Puertas del Camino: Ourense

Decir paraíso es decir mucho, lo máximo. Y sin embargo no hay ninguna hipérbole en llamarle Pórtico do Paraíso a este, tal es su perfección y belleza
Pórtico del Paraíso, en la catedral de Ourense
photo_camera Pórtico del Paraíso, en la catedral de Ourense

El viajero se mueve por la vieja Auria, que diría y dijo Otero Pedrayo, como pez en el agua, pues la conoce bien y la pateó mucho. Como pez en el agua del Miño, por supuesto, no en vano atraviesa ahora la Ponte Vella, romana en el sentir popular, aunque de los romanos quedarán dos o tres piedras; su trazado actual es del Medievo y aún un poquito más aquí. Para comparar, más tarde irá a ver el Puente del Milenio, que no está mal, pero en sus gustos es un hombre antiguo y hasta reaccionario, qué le va a hacer. En todo caso, Ourense tiene una porrada de puentes.

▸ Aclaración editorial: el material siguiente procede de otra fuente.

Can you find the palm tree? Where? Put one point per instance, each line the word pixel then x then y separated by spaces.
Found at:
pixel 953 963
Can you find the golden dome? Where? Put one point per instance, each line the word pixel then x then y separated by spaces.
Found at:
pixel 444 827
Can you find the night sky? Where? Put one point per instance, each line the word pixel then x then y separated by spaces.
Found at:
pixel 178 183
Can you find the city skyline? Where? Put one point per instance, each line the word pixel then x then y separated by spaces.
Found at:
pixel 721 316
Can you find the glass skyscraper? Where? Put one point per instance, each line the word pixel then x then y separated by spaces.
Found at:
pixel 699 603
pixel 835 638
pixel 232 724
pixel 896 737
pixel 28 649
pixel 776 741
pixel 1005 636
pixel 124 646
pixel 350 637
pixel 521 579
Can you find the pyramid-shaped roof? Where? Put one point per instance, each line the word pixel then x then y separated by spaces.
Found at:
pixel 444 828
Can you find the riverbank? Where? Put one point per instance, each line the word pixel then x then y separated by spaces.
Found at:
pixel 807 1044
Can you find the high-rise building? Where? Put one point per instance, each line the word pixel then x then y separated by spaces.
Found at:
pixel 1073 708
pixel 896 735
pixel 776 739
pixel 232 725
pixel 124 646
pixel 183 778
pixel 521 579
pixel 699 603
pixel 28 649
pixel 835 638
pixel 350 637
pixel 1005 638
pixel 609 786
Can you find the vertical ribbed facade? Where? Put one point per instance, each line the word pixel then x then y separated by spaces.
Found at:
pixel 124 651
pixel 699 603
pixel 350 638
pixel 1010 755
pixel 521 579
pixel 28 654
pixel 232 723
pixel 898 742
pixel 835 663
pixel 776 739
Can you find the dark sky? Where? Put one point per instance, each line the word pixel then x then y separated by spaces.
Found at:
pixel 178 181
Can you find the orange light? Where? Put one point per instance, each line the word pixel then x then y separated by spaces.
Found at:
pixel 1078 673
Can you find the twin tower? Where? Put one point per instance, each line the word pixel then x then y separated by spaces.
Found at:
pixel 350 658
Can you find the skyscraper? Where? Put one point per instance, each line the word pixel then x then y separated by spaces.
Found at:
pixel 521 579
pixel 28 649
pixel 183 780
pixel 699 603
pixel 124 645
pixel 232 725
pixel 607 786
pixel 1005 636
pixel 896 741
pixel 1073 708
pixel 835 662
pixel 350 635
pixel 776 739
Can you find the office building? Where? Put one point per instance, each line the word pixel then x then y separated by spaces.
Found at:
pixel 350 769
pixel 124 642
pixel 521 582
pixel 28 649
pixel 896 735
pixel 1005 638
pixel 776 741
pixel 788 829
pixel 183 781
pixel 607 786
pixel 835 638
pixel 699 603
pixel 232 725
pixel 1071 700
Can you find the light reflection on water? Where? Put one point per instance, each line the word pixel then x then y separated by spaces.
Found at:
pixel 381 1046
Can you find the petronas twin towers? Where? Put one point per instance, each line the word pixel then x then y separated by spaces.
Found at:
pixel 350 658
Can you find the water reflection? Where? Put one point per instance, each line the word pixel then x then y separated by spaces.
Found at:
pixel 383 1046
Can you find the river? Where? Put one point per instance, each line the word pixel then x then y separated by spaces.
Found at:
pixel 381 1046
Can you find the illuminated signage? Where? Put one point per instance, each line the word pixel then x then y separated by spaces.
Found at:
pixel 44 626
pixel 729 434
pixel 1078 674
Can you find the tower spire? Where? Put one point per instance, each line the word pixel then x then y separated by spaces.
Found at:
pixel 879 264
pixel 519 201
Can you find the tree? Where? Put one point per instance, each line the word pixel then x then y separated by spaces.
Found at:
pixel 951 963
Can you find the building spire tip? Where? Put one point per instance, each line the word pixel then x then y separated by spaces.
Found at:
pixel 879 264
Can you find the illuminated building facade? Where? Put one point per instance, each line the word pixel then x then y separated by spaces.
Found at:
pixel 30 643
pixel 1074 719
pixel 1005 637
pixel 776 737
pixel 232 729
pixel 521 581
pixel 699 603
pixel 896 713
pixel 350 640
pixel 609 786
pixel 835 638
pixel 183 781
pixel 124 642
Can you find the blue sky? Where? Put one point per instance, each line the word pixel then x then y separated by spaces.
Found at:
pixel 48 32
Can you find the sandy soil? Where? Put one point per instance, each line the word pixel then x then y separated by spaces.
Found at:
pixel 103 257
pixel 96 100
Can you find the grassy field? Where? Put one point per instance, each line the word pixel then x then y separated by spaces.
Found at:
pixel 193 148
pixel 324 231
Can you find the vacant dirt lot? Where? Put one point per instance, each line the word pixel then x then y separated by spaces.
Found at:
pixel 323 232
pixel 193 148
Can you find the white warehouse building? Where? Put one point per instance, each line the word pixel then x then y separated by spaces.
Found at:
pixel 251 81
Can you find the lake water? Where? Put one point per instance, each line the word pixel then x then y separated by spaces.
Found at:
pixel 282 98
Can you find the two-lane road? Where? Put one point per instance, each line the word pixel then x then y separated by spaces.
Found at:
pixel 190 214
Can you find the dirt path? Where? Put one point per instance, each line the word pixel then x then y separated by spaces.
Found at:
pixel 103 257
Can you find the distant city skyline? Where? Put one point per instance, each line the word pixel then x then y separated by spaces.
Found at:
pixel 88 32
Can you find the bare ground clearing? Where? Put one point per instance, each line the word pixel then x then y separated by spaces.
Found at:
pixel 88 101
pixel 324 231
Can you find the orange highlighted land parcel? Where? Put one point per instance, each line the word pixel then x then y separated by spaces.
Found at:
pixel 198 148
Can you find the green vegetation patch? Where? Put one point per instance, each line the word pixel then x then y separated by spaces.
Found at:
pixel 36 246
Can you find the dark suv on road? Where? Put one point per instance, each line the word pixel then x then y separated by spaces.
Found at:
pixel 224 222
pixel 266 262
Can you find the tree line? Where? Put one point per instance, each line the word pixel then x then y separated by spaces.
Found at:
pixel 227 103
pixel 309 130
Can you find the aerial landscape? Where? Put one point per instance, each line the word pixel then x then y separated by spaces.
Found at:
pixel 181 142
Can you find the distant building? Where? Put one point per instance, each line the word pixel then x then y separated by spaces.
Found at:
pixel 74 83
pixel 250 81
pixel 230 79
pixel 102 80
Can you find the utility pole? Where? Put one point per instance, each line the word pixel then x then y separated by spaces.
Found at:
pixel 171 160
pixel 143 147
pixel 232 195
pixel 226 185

Sería un pecado no ir a As Burgas en la ciudad de las burgas. No son  espectaculares, pero el agua sale caliente; fervendo, carallo. Por el parque de San Lázaro se acerca a la ciudad vieja, que ya dijo que lo viejo era lo suyo. La iglesia de Santa Eufemia tiene una espléndida fachada barroca que, junto a la de Santa María Madre, a la que se sube por unas escaleras desde la Praza Maior, le hacen pensar en Roma o incluso en Sicilia. Le encanta el barroco en  arquitectura. La Praza Maior, con el ayuntamiento, está algo en cuesta, tiene unos soportales y respira un aire recoleto y sencillo, provinciano en el mejor sentido de la palabra.

La catedral es una señora catedral. La recorre y se fija en tres cosas para no disiparse. El Pórtico do Paraíso luce tras haber sido restaurado con sus dieciochescos colores. Debe mucho al de la Gloria compostelano, pero tiene demasiada calidad para que la palabra copia, con su carga peyorativa, le cuadre: es magnífico, sin más. Como lo es el retablo mayor, obra de Cornielles de Holanda, del siglo XVI, aunque barroco en su esplendor dorado. Por último se para ante la imagen del Santo Cristo, cómo no hacerlo con la legión de devotos que tiene. Se acomoda en un banco y deja pasar unos minutos, cosa que acostumbra a hacer en todas las catedrales.

Vaga por callejas y placitas, reafirmándose una vez más en que el casco viejo de Ourense merece una alta nota. Para despedirse, entra en el Liceo, aunque no es socio ni nada, corazón de la vida social de la ciudad y con un delicioso y antañón sabor provinciano, de nuevo esta elogiosa palabra. Está casi vacío, una pareja ya de edad en una mesa y, en otra dependencia, un hombre haciendo sopitas con un bollo en el café con leche. Le invita a sentarse y los dos se ponen a charlar.